Behind the Lines: All together now
Welcome to Behind the Lines, a weekly conversation with Salt Lake Tribune cartoonist Pat Bagley and BYU economist Val Lambson.
Lambson: Bill Clinton delivered what indeed was a rousing speech. Who wouldn't rather live in a "we're in this together" society than a "winner take all" society? Certainly no true American can refuse to "champion the cause for which our founders pledged their lives, their fortunes, their sacred honor, the cause of forming a more perfect union."

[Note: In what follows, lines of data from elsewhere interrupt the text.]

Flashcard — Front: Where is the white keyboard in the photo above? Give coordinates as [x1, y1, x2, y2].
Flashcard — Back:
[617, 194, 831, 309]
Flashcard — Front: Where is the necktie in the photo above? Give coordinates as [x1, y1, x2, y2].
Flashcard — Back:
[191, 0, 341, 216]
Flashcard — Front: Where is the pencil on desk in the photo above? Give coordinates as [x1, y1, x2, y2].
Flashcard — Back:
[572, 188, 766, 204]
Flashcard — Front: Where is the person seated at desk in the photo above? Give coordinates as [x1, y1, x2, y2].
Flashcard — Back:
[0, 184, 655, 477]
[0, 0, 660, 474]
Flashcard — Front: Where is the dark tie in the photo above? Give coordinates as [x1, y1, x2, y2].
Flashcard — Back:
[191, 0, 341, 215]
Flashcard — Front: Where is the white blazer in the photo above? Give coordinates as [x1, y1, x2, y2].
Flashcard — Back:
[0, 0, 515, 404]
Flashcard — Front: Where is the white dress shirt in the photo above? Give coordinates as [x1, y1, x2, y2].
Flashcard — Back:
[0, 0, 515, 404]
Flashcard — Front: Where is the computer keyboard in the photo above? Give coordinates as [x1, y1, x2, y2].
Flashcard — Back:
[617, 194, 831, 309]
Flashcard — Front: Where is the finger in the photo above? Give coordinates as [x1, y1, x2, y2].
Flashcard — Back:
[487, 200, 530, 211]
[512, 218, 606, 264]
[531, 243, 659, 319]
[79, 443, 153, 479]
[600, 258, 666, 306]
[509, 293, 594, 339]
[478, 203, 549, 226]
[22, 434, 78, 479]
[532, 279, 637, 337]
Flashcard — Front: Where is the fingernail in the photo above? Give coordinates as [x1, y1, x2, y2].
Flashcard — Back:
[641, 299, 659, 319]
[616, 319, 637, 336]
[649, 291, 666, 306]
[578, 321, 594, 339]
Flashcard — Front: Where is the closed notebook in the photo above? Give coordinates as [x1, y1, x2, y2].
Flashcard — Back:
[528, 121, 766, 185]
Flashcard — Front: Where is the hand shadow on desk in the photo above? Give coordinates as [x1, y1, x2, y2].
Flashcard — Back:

Wait a minute. That wasn't the cause. That pledge comes from the Declaration of Independence, which asserted rights to life, liberty and the pursuit of happiness. The Constitution came later, with the purposes of creating a more perfect union and securing the blessings of liberty, among others. Liberty seems to be the common theme. What does a "we're in this together" society even mean?
Bagley: It's implied in the first word of the Constitution: "We." In fact, the entire preamble to the Constitution is one big "we're in this together." Certain Southern gentlemen once took exception to so much togetherness and loudly left the Union to preserve their "Freedom and Liberty." It is worth noting that the freedom they were so cussedly determined to preserve was the freedom to own another human being.
Also, like it or not, we humans are social animals.
Lambson: What is it with you Democrats looking for subtle nuance in two-letter words like "is" and "we"? Like you, I think slavery is wrong when it entails forcing human beings to work in the fields and expropriating the fruits of their labors. Unlike you, I think slavery is ALWAYS wrong, including servitude to government. Part of the founders' cause referenced by the former president was to escape the yoke of onerous taxation.
Also, like it or not, we human beings are not social animals in the same way bees and ants are. "We're in this together" is often used to try to elicit ant-like collective action leading to wars and other atrocities.
Bagley: Welcome to the Beehive State. To early Mormons the beehive was a symbol of working for the common good. Religion and any moral ethical code worth its salt correctly stresses our interconnectedness. And do you really want to equate paying taxes with being a slave in antebellum Dixie?
Lambson: Religion correctly stresses our interconnectedness while allowing for individual choice. This was reflected in the national motto suggested by Benjamin Franklin: "Rebellion to tyrants is obedience to God." All analogies break down when pushed too far. The beehive is no exception. Neither is the comparison of slavery in antebellum Dixie with the servitude inherent in current taxation. Of course the former is far more egregious. But they are both a form of servitude.
Bagley: Franklin also said, " We must all hang together, or assuredly we shall all hang separately." You, of course, are free to choose to opt-out of our American social compact and keep all your money. I hear Somalia is relatively tax-and-government-free.
Lambson: The trick is to navigate between the Scylla of dictatorship and the Charybdis of anarchy without drifting into either. The United States of America has been very successful in doing so, largely due to the genius of the founders, but it is not immune. Jefferson was right that the price of liberty is eternal vigilance. I would rather be vigilant from here than from Somalia. I hope you don't mind.
Bagley: I suppose Utah Valley is as fine a place as any to contemplate those unfortunate serfs slaving their lives away in socialist purgatories like Sweden and Germany. It must be horrible not worrying about bankruptcy when you get sick.
Last week's Top Comment from ManoloMe about the LDS enthusiasm for Mitt Romney's Republican nomination is self-congratulatory, but what's the point of a blog anyway?
"Pat, I know I should be offended, but that cartoon is hysterical."